“I will, Boss. And Pauley you know better. You come to us when you got something this big. You don’t take it in your own hands to figure it out for yourself. You come to me or you go straight to Boss. You got it?”
But Gucci went a step further. “And if he ain’t got it,” Gucci said as he grabbed Pauley, turned him around to face him, and began beating the shit out of him. “He’s getting it now!” He beat Pauley down the way he felt Robby, as underboss, should have done.
Robby knew what Gucci was up to. Every time he turned around he had to fight back a challenge to his spot in the pecking order by ambitious made men who had no stomach for waiting their turn. That was why Robby looked at Sal to see if he approved. Sal did approve. Pauley was wrong and needed to be taught a lesson.
“Okay that’s enough,” Sal said when he saw that Gucci was going too far. “He got the message,” he added.
Gucci stopped on Sal’s order, but he would have been happy to continue. But that wasn’t his call. That was Sal’s call. And since Sal was no fan of gratuitous violence, he put an end to it.
But Sal wasn’t disappointed. He honestly believed Pauley was way out of line and deserved every lick. And Robby should have handled that better than just a verbal lashing. Gucci wasn’t wrong about that either.
But Gucci was wrong if he thought he was man enough to take Robby’s place in Sal’s organization. Too many of his men thought because Robby was gay, or because Robby had too many fuck-ups lately, that he was vulnerable. But he wasn’t. Sal was as loyal to Robby as Robby was to Sal.
“Clean his ass up,” Sal said as he looked at Pauley’s bloodied face, “and get back to work. I want everybody looking for that guy. I want to know who he is by nightfall tonight! If he got the balls to come after my guys, he’s got backing. I need to know who’s backing him. Now get on it and stay on it until it’s done.”
“We will, sir,” said Robby. You heard the man,” he said to their capos as their drained, overworked boss headed for the exit.
CHAPTER TWENTY
“But I don’t like sweet peas,” Lucky said. “Why do you make me eat something I despise?”
“Just eat your peas, boy, and shut up,” said Marie. Then she smiled. “Or I’ll tell Ma about that girl you like.”
“I’ll tell her about that man you like,” said Lucky.

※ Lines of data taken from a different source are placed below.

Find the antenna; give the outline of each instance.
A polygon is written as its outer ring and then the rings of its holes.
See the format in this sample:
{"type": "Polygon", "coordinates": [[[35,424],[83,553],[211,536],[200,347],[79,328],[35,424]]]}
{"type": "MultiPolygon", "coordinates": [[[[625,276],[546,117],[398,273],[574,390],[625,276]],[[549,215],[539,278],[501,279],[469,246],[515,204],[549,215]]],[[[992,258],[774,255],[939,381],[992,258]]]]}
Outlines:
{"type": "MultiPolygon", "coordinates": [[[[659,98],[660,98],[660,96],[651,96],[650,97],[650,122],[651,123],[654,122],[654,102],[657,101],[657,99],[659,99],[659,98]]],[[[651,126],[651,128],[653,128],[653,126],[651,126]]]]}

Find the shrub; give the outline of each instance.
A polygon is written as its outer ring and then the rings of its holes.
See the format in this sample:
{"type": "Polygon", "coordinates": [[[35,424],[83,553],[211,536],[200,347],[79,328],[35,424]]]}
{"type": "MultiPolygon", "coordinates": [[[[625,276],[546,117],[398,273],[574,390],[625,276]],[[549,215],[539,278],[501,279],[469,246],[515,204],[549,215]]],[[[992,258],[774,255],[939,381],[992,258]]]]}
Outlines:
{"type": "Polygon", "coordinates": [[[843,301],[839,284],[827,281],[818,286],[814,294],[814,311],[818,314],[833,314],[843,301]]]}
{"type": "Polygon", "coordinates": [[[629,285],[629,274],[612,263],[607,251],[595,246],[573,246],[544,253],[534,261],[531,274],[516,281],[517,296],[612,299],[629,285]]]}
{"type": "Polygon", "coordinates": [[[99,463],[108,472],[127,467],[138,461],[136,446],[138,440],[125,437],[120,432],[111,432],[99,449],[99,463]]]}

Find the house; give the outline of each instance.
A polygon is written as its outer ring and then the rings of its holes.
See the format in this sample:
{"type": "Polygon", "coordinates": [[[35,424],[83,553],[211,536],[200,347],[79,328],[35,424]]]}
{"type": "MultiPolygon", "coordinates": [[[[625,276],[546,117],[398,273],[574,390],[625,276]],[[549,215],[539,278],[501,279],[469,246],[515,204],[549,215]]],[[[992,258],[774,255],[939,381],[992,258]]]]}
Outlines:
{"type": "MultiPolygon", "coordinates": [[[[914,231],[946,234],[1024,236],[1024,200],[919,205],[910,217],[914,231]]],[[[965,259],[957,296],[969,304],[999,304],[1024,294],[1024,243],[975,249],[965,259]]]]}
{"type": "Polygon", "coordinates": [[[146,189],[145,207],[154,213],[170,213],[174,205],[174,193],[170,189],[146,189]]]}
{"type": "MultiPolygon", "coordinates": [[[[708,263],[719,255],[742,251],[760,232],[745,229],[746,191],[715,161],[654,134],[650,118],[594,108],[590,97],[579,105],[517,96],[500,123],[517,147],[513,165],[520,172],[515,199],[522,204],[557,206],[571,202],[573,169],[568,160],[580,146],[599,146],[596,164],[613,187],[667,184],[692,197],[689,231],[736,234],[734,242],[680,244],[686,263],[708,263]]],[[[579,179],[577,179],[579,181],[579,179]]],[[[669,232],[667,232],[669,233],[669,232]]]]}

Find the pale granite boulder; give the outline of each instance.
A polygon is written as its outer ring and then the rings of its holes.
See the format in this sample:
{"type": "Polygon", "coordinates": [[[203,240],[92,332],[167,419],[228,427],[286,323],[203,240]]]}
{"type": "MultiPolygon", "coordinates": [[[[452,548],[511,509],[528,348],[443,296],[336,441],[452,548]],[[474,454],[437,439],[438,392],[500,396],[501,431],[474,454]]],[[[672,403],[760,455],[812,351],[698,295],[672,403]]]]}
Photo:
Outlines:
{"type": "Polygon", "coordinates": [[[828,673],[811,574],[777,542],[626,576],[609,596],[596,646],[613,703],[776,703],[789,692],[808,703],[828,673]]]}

“What man?” Gemma asked. She was sitting at the breakfast table drinking a cup of coffee and reviewing a spreadsheet on her computer. Lucky and Marie were at the table too.

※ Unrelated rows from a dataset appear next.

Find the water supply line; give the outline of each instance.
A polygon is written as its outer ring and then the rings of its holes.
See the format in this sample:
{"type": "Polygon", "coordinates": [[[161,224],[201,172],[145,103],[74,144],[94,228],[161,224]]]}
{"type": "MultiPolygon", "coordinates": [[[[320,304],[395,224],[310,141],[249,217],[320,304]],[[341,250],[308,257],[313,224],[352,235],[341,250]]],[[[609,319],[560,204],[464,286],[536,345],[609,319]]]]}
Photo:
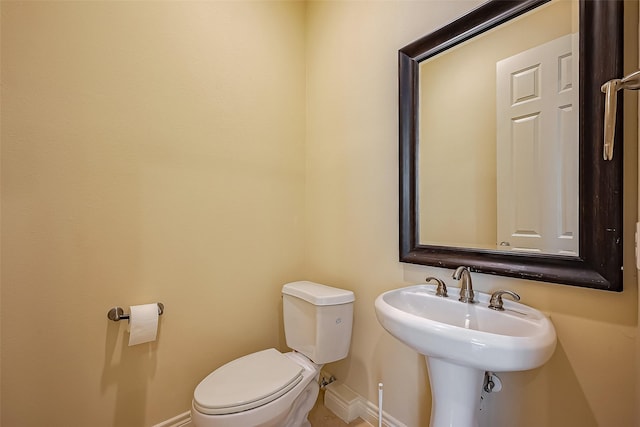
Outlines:
{"type": "Polygon", "coordinates": [[[378,427],[382,427],[382,383],[378,383],[378,427]]]}
{"type": "Polygon", "coordinates": [[[613,143],[616,130],[616,108],[618,104],[619,90],[640,89],[640,70],[635,71],[621,79],[611,79],[600,87],[605,94],[604,99],[604,148],[605,160],[613,159],[613,143]]]}

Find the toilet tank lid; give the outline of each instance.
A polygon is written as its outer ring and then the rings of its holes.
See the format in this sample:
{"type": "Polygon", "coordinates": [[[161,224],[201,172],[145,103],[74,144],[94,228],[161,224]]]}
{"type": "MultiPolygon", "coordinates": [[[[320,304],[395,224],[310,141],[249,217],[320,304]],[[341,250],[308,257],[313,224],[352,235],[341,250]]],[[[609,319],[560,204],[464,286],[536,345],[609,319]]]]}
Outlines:
{"type": "Polygon", "coordinates": [[[355,301],[353,292],[309,281],[287,283],[282,293],[301,298],[313,305],[338,305],[355,301]]]}

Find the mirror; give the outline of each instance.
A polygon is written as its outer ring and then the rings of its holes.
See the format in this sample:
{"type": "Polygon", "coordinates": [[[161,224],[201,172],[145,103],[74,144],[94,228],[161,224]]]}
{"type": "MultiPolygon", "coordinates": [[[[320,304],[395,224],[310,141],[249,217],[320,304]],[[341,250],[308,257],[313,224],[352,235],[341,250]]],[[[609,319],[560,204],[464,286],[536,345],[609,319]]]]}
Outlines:
{"type": "Polygon", "coordinates": [[[489,1],[401,49],[400,260],[622,290],[621,75],[620,1],[489,1]]]}

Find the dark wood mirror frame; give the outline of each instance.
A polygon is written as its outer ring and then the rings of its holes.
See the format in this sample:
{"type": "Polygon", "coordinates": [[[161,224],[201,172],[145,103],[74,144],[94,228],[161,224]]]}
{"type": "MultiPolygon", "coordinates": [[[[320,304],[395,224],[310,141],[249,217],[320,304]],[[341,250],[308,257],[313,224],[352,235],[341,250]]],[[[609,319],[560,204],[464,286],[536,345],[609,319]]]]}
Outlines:
{"type": "Polygon", "coordinates": [[[622,76],[623,2],[580,0],[579,255],[561,257],[421,245],[418,227],[419,63],[548,0],[492,0],[399,51],[400,261],[622,291],[622,115],[616,155],[602,156],[602,83],[622,76]]]}

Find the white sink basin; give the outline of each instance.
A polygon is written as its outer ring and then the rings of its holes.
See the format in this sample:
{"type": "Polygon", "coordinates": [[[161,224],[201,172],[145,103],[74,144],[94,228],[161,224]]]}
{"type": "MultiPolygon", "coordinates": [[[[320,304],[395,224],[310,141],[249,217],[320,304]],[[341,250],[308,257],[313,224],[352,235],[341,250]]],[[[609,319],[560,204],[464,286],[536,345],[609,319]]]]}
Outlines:
{"type": "Polygon", "coordinates": [[[556,332],[541,312],[504,299],[504,311],[488,308],[489,296],[476,291],[477,304],[435,295],[435,285],[415,285],[380,295],[380,324],[425,356],[483,371],[522,371],[543,365],[556,346],[556,332]]]}
{"type": "Polygon", "coordinates": [[[425,356],[431,385],[431,427],[477,427],[485,371],[523,371],[543,365],[556,331],[538,310],[504,300],[504,311],[436,296],[435,285],[415,285],[376,298],[380,324],[425,356]]]}

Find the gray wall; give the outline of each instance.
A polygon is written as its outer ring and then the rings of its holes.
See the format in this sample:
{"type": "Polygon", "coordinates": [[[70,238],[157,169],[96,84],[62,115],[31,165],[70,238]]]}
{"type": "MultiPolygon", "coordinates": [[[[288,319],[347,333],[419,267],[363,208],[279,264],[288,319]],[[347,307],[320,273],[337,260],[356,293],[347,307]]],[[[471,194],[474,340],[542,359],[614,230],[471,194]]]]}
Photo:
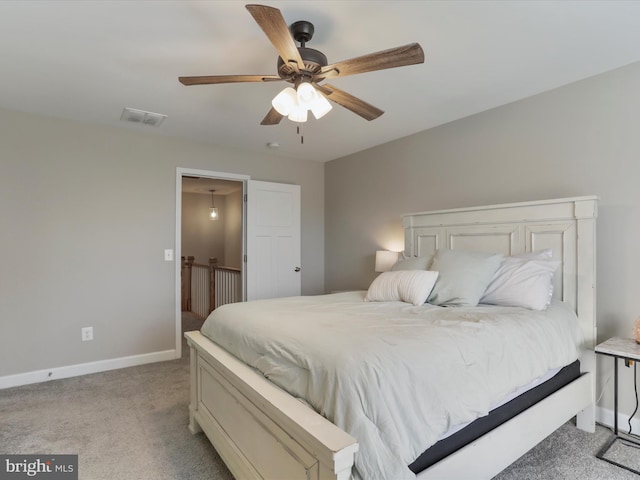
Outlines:
{"type": "Polygon", "coordinates": [[[242,268],[242,190],[227,195],[225,214],[223,265],[242,268]]]}
{"type": "Polygon", "coordinates": [[[175,347],[176,167],[301,185],[302,291],[323,292],[322,164],[145,132],[0,110],[0,377],[175,347]]]}
{"type": "MultiPolygon", "coordinates": [[[[402,213],[599,195],[598,333],[640,315],[640,63],[326,164],[325,290],[366,289],[402,213]]],[[[611,377],[600,359],[599,394],[611,377]]],[[[633,410],[622,369],[622,411],[633,410]]],[[[611,407],[611,387],[603,405],[611,407]]]]}

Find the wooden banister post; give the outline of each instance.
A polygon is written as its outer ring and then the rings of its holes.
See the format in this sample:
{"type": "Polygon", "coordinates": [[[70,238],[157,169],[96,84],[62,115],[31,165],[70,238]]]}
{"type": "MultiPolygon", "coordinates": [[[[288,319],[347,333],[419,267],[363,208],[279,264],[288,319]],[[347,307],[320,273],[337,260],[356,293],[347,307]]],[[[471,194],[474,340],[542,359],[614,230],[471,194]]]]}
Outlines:
{"type": "Polygon", "coordinates": [[[216,308],[216,266],[218,259],[209,257],[209,313],[216,308]]]}

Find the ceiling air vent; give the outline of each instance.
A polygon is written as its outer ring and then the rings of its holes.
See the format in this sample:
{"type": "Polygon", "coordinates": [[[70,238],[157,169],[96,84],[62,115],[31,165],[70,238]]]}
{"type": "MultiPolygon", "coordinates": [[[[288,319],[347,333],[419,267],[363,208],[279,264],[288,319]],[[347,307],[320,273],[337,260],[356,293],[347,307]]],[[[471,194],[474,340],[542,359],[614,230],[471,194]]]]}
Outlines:
{"type": "Polygon", "coordinates": [[[165,118],[167,118],[167,116],[161,113],[145,112],[144,110],[129,107],[125,107],[125,109],[122,110],[122,115],[120,115],[120,120],[142,123],[144,125],[151,125],[152,127],[159,127],[165,118]]]}

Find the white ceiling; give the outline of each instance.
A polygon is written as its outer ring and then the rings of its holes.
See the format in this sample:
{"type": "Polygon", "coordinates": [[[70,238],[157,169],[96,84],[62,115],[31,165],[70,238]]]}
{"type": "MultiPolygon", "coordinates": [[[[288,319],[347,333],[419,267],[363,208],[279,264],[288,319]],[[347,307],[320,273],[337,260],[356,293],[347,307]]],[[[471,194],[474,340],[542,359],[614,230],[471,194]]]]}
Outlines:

Although Marie was much older than Lucky, they were very close. But unlike Lucky, who told Gemma everything going on in his life, Marie was secretive. She rarely told Gemma anything. Gemma was a teen when she had Marie. She thought she had died at birth. It was only after Marie was an adult did Gemma find out that she had actually lived. And although Sal had adopted Marie and he and Gemma welcomed her into their family with open arms, that gulf between mother and daughter still remained.
“You’re dating somebody Marie?” Gemma asked her.

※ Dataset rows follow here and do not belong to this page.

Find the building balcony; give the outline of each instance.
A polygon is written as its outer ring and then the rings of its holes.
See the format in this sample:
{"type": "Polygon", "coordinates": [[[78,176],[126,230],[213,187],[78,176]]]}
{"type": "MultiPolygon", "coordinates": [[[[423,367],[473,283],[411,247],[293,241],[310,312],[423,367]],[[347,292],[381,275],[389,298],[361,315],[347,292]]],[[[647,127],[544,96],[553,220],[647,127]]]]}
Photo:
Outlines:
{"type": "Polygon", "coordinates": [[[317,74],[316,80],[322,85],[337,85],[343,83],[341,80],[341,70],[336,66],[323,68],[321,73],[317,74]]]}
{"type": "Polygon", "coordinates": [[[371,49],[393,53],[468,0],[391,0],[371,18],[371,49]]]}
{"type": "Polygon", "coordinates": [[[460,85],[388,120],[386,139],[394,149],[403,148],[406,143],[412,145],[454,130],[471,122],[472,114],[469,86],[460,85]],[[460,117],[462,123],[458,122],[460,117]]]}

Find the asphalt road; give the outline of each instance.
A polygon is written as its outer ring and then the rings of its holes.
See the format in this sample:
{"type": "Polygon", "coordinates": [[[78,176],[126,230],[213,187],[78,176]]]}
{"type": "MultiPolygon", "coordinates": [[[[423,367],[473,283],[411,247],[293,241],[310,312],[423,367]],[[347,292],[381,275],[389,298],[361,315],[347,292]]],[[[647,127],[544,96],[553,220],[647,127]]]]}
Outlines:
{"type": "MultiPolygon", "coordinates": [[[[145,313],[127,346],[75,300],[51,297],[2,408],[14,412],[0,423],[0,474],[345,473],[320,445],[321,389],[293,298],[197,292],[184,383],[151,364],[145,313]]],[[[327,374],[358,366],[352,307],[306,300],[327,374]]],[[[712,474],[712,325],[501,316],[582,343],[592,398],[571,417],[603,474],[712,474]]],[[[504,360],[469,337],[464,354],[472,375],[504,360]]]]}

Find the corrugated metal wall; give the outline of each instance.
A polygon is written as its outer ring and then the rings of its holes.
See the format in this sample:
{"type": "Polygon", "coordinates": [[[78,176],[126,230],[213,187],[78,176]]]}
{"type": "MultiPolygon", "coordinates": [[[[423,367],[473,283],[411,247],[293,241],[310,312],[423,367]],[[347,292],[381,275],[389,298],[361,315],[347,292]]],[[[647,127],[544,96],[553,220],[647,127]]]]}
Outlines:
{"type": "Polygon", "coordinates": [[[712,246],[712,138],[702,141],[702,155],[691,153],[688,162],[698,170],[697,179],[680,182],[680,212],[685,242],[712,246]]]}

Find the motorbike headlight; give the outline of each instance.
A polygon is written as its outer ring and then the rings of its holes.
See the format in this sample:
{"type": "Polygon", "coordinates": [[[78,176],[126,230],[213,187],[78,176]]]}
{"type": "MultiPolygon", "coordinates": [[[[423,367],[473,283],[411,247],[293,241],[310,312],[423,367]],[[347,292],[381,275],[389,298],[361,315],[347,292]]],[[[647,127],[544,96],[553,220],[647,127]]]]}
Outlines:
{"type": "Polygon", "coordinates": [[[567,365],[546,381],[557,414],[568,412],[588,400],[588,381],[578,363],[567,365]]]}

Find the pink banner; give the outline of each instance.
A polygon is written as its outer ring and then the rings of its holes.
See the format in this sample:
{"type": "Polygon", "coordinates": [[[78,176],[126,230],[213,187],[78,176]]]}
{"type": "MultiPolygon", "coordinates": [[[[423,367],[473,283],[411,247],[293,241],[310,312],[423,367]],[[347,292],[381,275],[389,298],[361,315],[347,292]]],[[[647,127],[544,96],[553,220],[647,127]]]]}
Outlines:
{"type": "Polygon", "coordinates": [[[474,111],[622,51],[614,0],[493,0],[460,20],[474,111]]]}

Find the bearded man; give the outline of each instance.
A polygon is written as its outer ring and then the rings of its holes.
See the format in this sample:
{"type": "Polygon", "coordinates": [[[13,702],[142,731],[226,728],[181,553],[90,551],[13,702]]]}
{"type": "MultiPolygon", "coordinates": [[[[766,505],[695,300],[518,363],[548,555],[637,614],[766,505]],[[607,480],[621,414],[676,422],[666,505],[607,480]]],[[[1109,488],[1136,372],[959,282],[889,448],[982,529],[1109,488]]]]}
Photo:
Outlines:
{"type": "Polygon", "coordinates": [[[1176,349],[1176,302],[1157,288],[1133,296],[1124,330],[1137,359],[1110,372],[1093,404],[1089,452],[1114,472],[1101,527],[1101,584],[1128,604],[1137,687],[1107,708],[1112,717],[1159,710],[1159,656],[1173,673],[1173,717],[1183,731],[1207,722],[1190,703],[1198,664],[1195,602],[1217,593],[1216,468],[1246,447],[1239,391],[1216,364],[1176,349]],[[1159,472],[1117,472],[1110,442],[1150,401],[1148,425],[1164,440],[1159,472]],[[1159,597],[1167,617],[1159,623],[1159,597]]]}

“I wouldn’t call it dating,” Marie said.
When Gemma waited for her to say more, nothing more came. And then they all heard the door open, and Sal’s booming voice yelling for Gemma.
“Why does Daddy always call for you every time he steps into our house?” asked Lucky.
“Back here!” Gemma yelled back.
“Why doesn’t he never yell for me, or for Marie?” Lucky asked.
“Because he’s known me longer,” Gemma said with a smile and Marie laughed. “How about that?”
Sal entered his breakfast room looking every bit as drained as he had looked at the warehouse.
“Hey Daddy,” Marie said to her adopted father, and she purposely said it before Lucky could, to get a rise out of him.
It worked. “That’smydaddy,” he said. “Hey Daddy!”
Sal ignored them both because he knew the games they played, kissed Gemma on the mouth, and then plopped down in the chair beside her.
“Coming to my game today, Daddy?” asked Lucky.
“I’ll be there.”
“You said that before.”
Sal gave him a hard look. Lucky knew to back off. “Yes, sir,” he said.